We collected a cohort of 29 Dutch ALL patients across multiple treatment protocols who had multiple relapses. Using whole genome sequencing of the sequential tumor samples of each patient we were able to distinguish the mutational processes active in relapsed ALL and track the activity of mutational processes over time. This allowed us to investigate the timing and duration of mutational processes during disease progression as well as their impact on relapse development.

Materials and methods

Cohort

Twenty-nine multiply relapsed patients, with ≥2 bone marrow relapses, were included. A cohort of in-house produced whole genome sequencing of 114 ALL initial diagnosis samples and four ALL relapse samples was used as reference.

Sequencing

Whole genome sequencing was performed on Illumina Novaseq 6000 (Illumina, San Diego, CA) using S4 flowcells to generate 150 base-pair paired-end reads. Sequencing quality was consistent throughout the cohort with insert sizes of ~500 bp and duplicate rates of 8–15%. Average coverage was 15x (50 Gbase) for remission samples, 30x (100 Gbase) for tumor samples and 60x (200 Gbase) for tumor samples with a lower blast percentage. The reference cohort was entirely sequenced by the Princess Maxima Center diagnostic laboratory with a 30x coverage for remission samples and a 90x coverage for tumor samples. Targeted deep resequencing was performed for 32 039 somatic SBSs found in 23 tumors belonging to six patients with a custom Roche panel KAPA HyperChoice MAX 20 Mb (Roche, Basel, Switzerland). Sequencing was performed on a Novaseq 6000 using a S1 flow cell, with >1000X sequencing depth. Following GATK’s best practices [21], the Burrows-Wheeler aligner (BWA) [22] was utilized to map the reads of each sample to the GRCh38 human reference genome. Subsequently, duplicate reads were identified and marked using Picard v2.20.1 [23] and base quality score recalibration was performed with GATK v4.0.1.2. Mutect2 from GATK v4.1.1.0 was used for mutation calling of somatic SBSs, DBSs and indels using all available tumor and normal samples per patient. Mutations were annotated using Variant Effect Predictor (VEP) v105 [24], filtered using a compiled list of ALL drivers [8, 9, 25,26,27] (Table S1) and classified as pathogenic if VEP v105 scored a high or moderate impact or CADD score [28] ≥20.

Clustering somatic SBS

SBSs were clustered using a custom binary grouping algorithm. This method simplified the data by transforming the mutant allele frequency (MAF) of all tumors for each mutation into binary values. Present mutations, with a MAF above 0, were assigned a value of 1, whereas absent mutations with a MAF of 0 were assigned a value of 0. Mutations with the same sequence of binary values were assigned to the same cluster. Next, the MAF distribution was assessed for each time point of all mutation clusters, to determine if multiple (sub)clones were present in a single mutation cluster. If the MAF showed a multimodal distribution, the cluster was split at the minimum between modalities.

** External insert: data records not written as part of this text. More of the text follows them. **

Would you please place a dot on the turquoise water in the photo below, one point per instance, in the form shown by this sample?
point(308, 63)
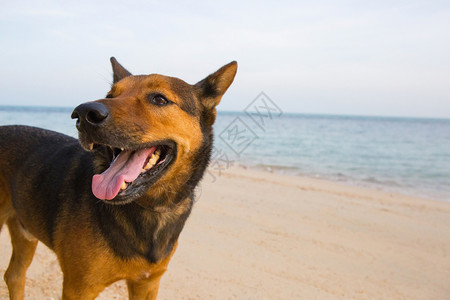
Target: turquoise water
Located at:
point(405, 155)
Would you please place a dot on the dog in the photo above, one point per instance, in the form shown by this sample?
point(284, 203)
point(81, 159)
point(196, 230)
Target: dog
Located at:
point(111, 204)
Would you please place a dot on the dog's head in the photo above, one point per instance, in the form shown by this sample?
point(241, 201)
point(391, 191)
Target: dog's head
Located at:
point(151, 135)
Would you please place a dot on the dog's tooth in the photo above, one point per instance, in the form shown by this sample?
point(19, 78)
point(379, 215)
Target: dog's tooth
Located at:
point(123, 186)
point(149, 165)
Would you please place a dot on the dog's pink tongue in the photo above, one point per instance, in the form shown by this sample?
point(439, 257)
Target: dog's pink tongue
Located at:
point(126, 167)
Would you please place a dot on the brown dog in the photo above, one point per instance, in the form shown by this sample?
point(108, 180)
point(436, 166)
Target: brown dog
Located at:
point(112, 208)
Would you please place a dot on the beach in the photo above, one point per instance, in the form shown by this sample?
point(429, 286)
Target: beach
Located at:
point(260, 235)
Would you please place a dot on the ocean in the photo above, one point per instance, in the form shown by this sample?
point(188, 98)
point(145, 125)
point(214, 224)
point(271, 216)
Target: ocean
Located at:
point(406, 155)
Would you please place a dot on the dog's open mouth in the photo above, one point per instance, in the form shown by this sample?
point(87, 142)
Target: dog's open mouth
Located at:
point(131, 172)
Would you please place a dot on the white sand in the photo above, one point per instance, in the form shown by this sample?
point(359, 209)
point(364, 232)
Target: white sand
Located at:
point(256, 235)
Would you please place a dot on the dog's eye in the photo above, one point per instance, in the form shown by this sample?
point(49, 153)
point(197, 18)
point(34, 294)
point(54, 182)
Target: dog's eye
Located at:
point(159, 100)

Mutational profile analyses

R v4.1.2 was used to generate 96-trinucleotide count matrices and mutational profiles for each cluster consisting of at least 75 mutations using the R package MutationalPatterns v3.4.1 [29]. Next, de novo mutational signature extraction was performed on the combined mutation matrix of 133 clusters from the multiply relapsed cohort, 113 ALL initial diagnosis samples of the reference cohort and four ALL relapse samples sequenced by the Princess Maxima Center diagnostic laboratory, using R v4.1.2 packages MutationalPatterns v3.4.1 and non-negative matrix factorization (NMF) v0.24.0.

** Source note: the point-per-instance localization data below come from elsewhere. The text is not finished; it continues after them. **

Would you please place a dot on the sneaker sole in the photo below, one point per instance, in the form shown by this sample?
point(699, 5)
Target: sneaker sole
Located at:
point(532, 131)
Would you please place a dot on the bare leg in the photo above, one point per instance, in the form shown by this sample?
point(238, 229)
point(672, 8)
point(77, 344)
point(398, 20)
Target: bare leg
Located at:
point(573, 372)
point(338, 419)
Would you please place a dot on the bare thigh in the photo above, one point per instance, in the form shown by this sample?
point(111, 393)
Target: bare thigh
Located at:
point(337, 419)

More detailed method description is given in the supplementary data.

Results

Mutational load in multiply relapsed ALL

We identified 63 cases of multiply relapsed ALL diagnosed between 1992 and 2018 (Table S2), and selected patients by availability of material and high blast percentage (Tables S3 and S4). We collected and whole genome sequenced 97 tumor samples and 44 remission samples from 29 ALL patients (28 precursor B-ALL and 1 T-ALL) with two (n = 18) or more (n = 11) relapses (Fig. 1, Table S3). At time of diagnosis, the 29 ALL patients had a median mutational load of 1133 (196–6988) somatic SBSs and a median indel load of 110 (12–236) (Fig. 2A, B). In relapse, mutational load was increased compared to initial diagnosis in 28 out of 29 patients and, in 24 of them, further increased in subsequent relapses (Fig. 2). Fourteen out of 29 patients reached mutational loads above the hypermutation threshold of ~1.3 mutations per Mb [7] (Fig. 2D). We did not find a significant correlation between mutational load and time to relapse (linear regression analysis for relapse 1: R = 0.31, p = 0.11; relapse 2: R = 0.13, p = 0.53).

Fig. 1: Timeline of disease progression in multiply relapsed ALL.
figure 1

The y-axis shows patient IDs and color-coded subtypes. The x-axis shows age in years. Dots represent whole genome sequenced samples with initial diagnosis in orange and relapses in blue. Grey crosses represent relapses that were not included for sequencing due to unavailability or low blast percentage. Vertical black bars represent bone marrow stem cell transplantations (SCT).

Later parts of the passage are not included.